The sad truth is that no matter how gifted a manager you are, when you're inside a strategically dominant organization, it's nearly impossible to find, much less root out, all the waste and bureaucracy. Every time you shut down one useless activity or department, another pop ups. Profits that should have gone to shareholders or reinvestment are instead consumed by the company's own bureaucratic tapeworm.

It's only when a company's strategic position is gravely threatened -- as Apple's now is by Microsoft Windows -- that it will begin taking a hard look at itself. But even then, management almost always attacks the symptoms rather than the cause of the disease. Headcounts and cost levels are cut, but as soon as revenues rebound, the bureaucracy grows back stronger than ever.

What's missing here is the recognition that a bureaucracy, like any other parasite, cannot be purged unless its "hook" is removed. As long as that hook remains intact, the company's tapeworm will keep growing back, no matter how furiously management hacks away at it. But removing the bureaucracy's hook requires some unconventional management practices.

For example, instead of granting each department a permanent monopoly over a specific functional area, an anti-bureaucracy strategy eliminates departmental "hooks." It opens things up, creating new options -- an internal corporate marketplace where project teams and outside suppliers bid for work at fixed prices.

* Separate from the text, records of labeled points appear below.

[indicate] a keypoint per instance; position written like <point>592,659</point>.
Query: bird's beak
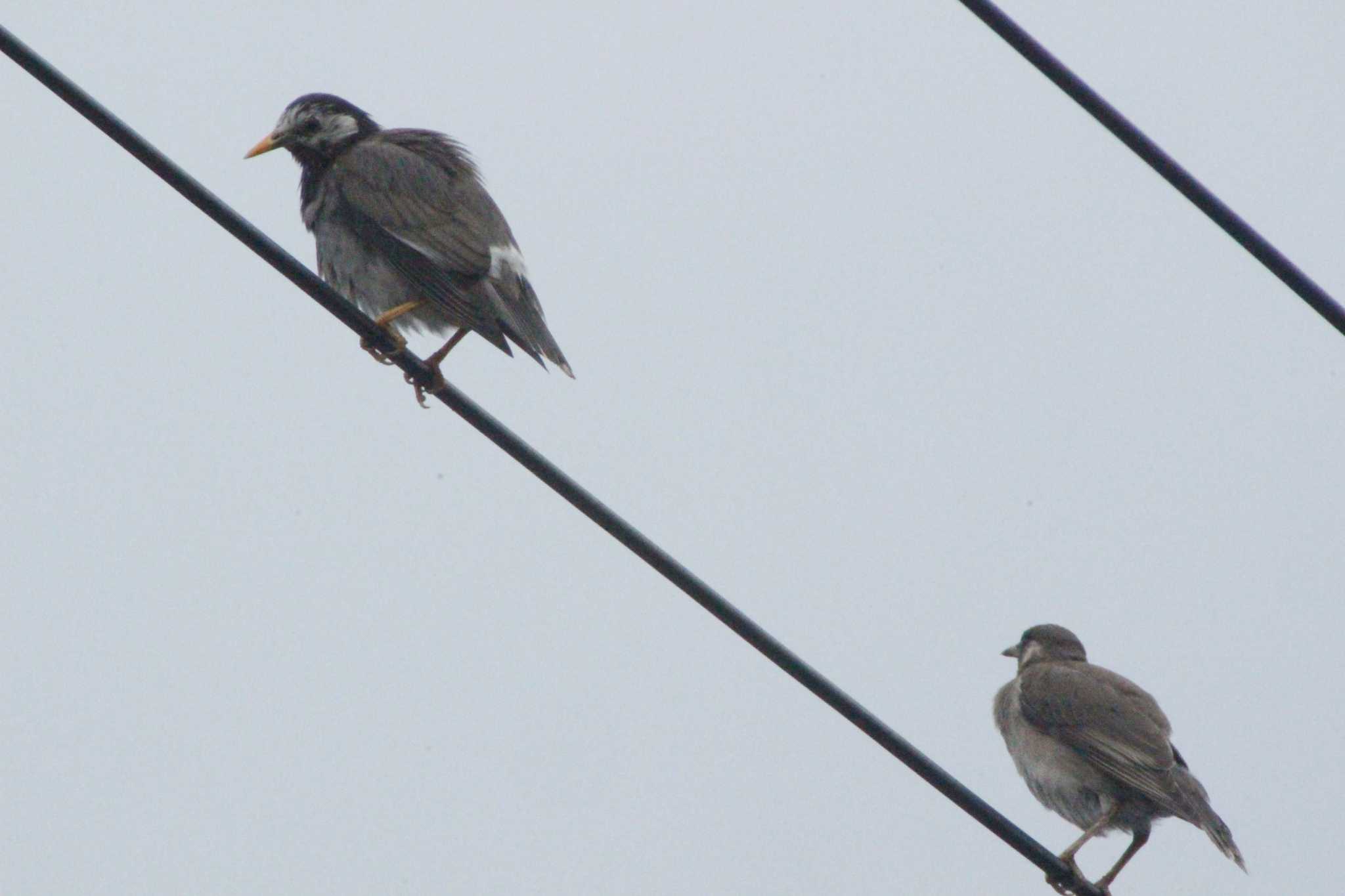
<point>265,144</point>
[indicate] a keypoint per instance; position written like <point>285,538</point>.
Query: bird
<point>1095,748</point>
<point>407,232</point>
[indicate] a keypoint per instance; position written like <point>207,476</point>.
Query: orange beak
<point>267,144</point>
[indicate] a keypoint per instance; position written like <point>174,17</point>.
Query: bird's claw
<point>1071,885</point>
<point>381,356</point>
<point>436,385</point>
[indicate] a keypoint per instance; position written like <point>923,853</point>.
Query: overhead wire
<point>681,576</point>
<point>1156,158</point>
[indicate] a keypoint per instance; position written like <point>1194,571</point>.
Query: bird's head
<point>315,128</point>
<point>1047,643</point>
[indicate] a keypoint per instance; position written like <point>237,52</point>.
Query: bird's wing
<point>1109,719</point>
<point>416,196</point>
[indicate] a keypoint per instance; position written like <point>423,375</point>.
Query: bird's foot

Instead of building a centralized control apparatus to contain costs, an effective bureaucracy cure is based on decentralization, where the risks of competition and rewards of success give teams and departments the incentive to stay lean, innovative, and agile.

Go ahead. Build "defensible barriers" against your external competitors. Try to gain the strategic advantage and "hook" your customers. Just make sure that those same hooks aren't allowed inside your company. Insist on free-flowing competition. If forced to compete with your genuine producers, your organizational parasites will wither away.